Even if it’s hothouse grown, and therefore, theoretically, knows no season, rhubarb is inextricably linked in my mind with the arrival of spring. Those ruby red stalks, whether thin or thick, green-tinged or deep red, seem always to arrive on my farmers’ market tables in spring, whether spring is construed as March, April or simply a state of mind.  (As anyone who has not been hiding under a rock has surely observed, the weather is changing and seasons are no longer discrete or definable; and with those changes, the time when “seasonal” produce arrives at the market is no longer predictable. ) But let’s enjoy what’s available regardless of what the calendar says and make the most of it.

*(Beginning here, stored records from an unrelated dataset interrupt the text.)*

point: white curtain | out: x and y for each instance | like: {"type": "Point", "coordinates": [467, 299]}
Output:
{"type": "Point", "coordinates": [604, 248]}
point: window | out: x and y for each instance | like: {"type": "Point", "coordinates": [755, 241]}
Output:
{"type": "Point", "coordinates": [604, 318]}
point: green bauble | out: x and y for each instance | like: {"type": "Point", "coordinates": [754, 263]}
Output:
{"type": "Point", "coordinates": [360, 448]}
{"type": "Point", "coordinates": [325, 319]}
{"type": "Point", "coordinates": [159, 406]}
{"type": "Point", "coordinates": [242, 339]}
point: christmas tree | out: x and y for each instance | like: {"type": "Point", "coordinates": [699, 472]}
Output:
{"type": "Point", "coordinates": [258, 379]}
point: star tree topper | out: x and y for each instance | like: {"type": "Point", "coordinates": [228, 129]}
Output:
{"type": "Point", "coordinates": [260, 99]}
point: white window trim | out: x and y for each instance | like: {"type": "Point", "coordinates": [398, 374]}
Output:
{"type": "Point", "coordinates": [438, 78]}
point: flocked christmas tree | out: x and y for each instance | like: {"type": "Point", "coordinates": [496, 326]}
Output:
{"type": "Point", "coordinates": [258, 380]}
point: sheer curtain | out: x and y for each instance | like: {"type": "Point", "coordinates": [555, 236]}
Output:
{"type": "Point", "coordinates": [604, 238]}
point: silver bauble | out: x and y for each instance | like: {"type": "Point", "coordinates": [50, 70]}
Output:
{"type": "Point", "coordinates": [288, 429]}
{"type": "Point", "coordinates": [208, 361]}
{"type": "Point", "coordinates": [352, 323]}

Buy only the stalks that are unblemished, firm, not flabby and use quickly once you have purchased them. Trim off any leaf sections remaining on the stalks (these are known to be poisonous, full of oxalic acid but have no fear). Whether deep red, pale pink or even slightly green, these harbingers of spring have a pleasing tartness that need only a small amount of sugar to mellow. I tend to use a judicious hand with the sugar to preserve the fruit’s earthy flavor and would prefer to serve them with something a bit sweeter thereby achieving a perfectly balanced though simply rustic dessert.